Ces révélations tombent d’autant plus mal que Facebook – mais aussi Twitter ou Google – sont accusés depuis des mois d’avoir servi de plateformes de manipulation de l’opinion publique, en particulier par des entités liées à la Russie lors de la campagne présidentielle américaine ou de celle du référendum sur le Brexit en 2016. Ils sont aussi, de façon générale, régulièrement accusés de ne pas assez protéger les données personnelles de leurs utilisateurs, des informations qui sont au cœur de leur modèle économique.
Des accusations revenues en force lundi. «C’est une brèche énorme sur laquelle il convient d’enquêter. Il est évident que ces plateformes [technologiques] ne peuvent se réguler elles-mêmes», a lancé sur Twitter la sénatrice démocrate Amy Klobuchar. Comme d’autres élus, elle a demandé l’audition par le Congrès des patrons de Facebook mais aussi de Google et Twitter.
News: @SenJohnKennedy & I just sent bipartisan letter to @ChuckGrassley asking for judiciary hearing w/social media CEOs including Zuckerberg. This isn’t the first time we’ve made this request, but now 50 million people who had their records stolen should add to our numbers!
— Amy Klobuchar (@amyklobuchar) 19 mars 2018
«Effroyable, si confirmé»
Le président du Parlement européen, Antonio Tajani, a promis une enquête «complète» sur ces révélations «inacceptables». «Effroyable, si confirmé», a déclaré pour sa part Vera Jourova, la commissaire européenne chargée de la protection des données personnelles, qui compte demander des «clarifications» à Facebook. En Grande-Bretagne, le parlementaire Damian Collins a lui aussi indiqué qu’il exigerait des explications auprès de Facebook comme de CA.
Selon des experts, cette nouvelle polémique est très mauvaise pour Facebook car elle pourrait accentuer la pression pour des règles plus strictes sur l’utilisation des données. Pour Brian Wieser (Pivotal Research), elle met en lumière «des problèmes systémiques chez Facebook». Jennifer Grygiel, spécialiste des réseaux sociaux à l’Université de Syracuse, pense aussi que ces révélations vont augmenter la pression sur ces entreprises. «L’autorégulation ne fonctionne pas», explique-t-elle. Pour elle, ce scandale est le fruit de réglementations trop «légères», qui ont permis à Facebook et à ses partenaires d’exploiter ces données en dehors de tout contrôle. «C’est à cela qu’ils doivent leur croissance. Ce n’était pas une erreur», dit-elle encore.
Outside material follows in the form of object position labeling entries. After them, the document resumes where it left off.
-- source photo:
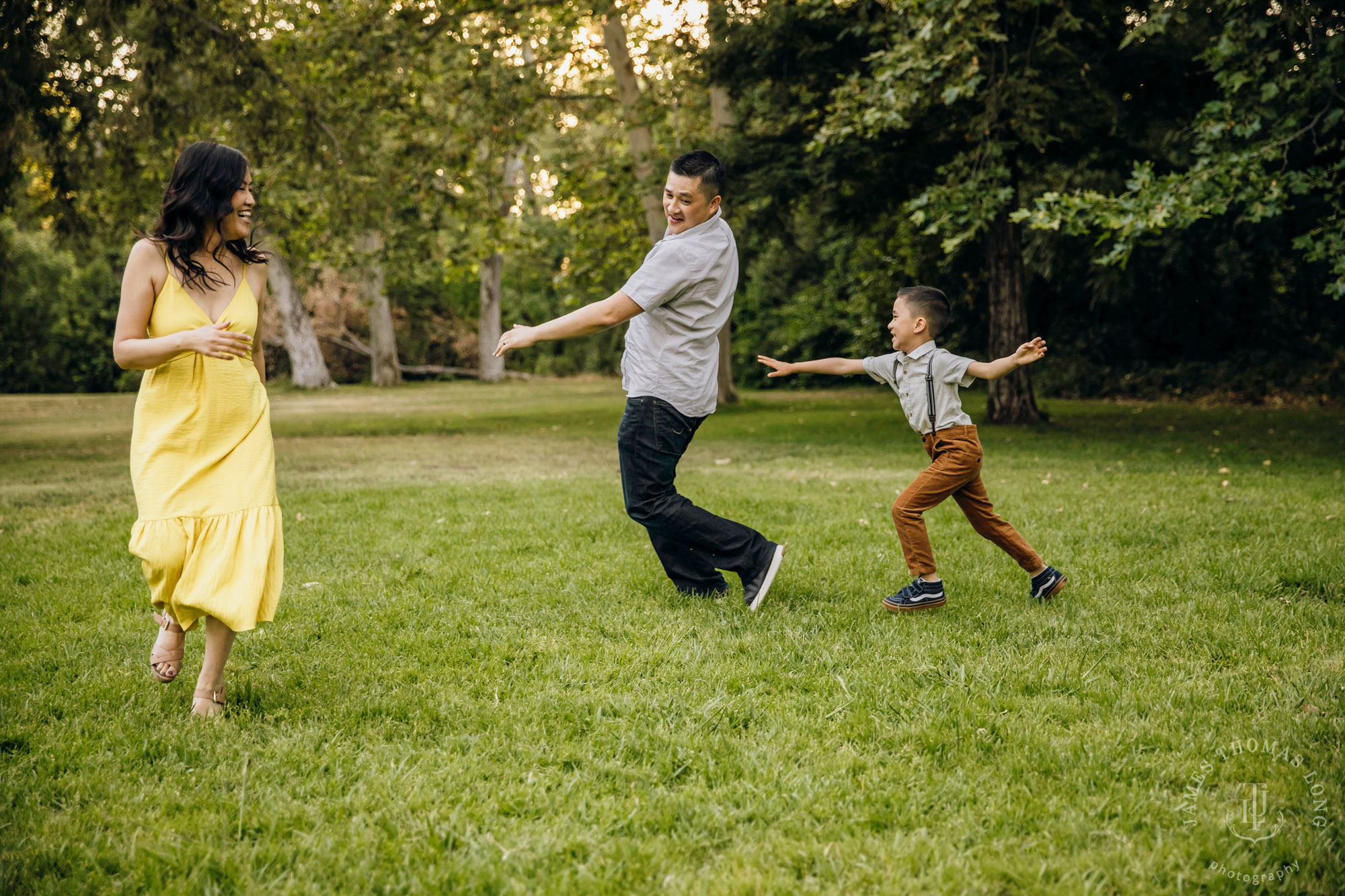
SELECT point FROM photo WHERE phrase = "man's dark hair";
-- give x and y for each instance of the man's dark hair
(929, 303)
(703, 165)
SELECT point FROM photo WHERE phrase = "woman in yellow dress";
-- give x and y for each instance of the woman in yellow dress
(209, 529)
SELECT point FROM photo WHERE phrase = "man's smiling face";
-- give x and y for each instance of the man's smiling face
(685, 202)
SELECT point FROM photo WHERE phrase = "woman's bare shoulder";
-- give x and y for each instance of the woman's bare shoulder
(146, 252)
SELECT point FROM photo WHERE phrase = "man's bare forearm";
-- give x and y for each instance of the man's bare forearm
(592, 318)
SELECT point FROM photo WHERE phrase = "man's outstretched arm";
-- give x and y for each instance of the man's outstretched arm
(592, 318)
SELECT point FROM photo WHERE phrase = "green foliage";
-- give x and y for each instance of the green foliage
(875, 143)
(1268, 145)
(57, 317)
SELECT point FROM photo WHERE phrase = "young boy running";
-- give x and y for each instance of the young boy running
(926, 380)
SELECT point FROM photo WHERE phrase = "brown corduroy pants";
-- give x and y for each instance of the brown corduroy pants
(956, 471)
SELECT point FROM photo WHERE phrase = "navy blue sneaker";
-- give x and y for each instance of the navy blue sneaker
(918, 595)
(1048, 583)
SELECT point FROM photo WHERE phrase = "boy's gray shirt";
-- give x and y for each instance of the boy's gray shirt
(906, 374)
(687, 288)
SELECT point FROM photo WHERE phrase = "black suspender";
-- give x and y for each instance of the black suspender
(934, 413)
(934, 424)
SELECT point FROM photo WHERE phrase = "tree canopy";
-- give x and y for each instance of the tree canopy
(1155, 190)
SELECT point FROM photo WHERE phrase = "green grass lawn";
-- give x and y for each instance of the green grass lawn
(481, 681)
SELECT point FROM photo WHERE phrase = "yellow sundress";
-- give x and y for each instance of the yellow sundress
(202, 462)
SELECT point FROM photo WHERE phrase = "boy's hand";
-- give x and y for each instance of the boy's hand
(779, 368)
(1031, 352)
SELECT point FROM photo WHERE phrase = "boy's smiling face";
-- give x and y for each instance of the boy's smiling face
(909, 333)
Pour Daniel Kreiss, enseignant en médias et communications à l’Université de Caroline du Nord, Facebook n’a pas compris la différence entre publicités commerciales et publicités politiques.
«Que Facebook semble ne pas faire la différence entre vendre des baskets et vendre un programme présidentiel est un gros problème», dit-il. Facebook et les autres groupes technologiques vont bientôt devoir composer avec les nouvelles lois sur les données privées, comme le règlement européen général sur la protection des données en mai, souligne David Carroll, enseignant à la Parsons School of Design. «Facebook et Google vont devoir demander à leurs utilisateurs bien plus d’autorisations pour faire usage de leurs données», dit-il, «et beaucoup de gens refuseront, donc […] cela aura un énorme impact sur ces entreprises.»
En outre, la chaîne britannique Channel 4 News a diffusé lundi une enquête portant de nouvelles accusations contre Cambridge Analytica. Filmé en caméra cachée, son directeur, Alexander Nix, évoque des techniques pour piéger des rivaux politiques aux élections. CA a également nié ces accusations.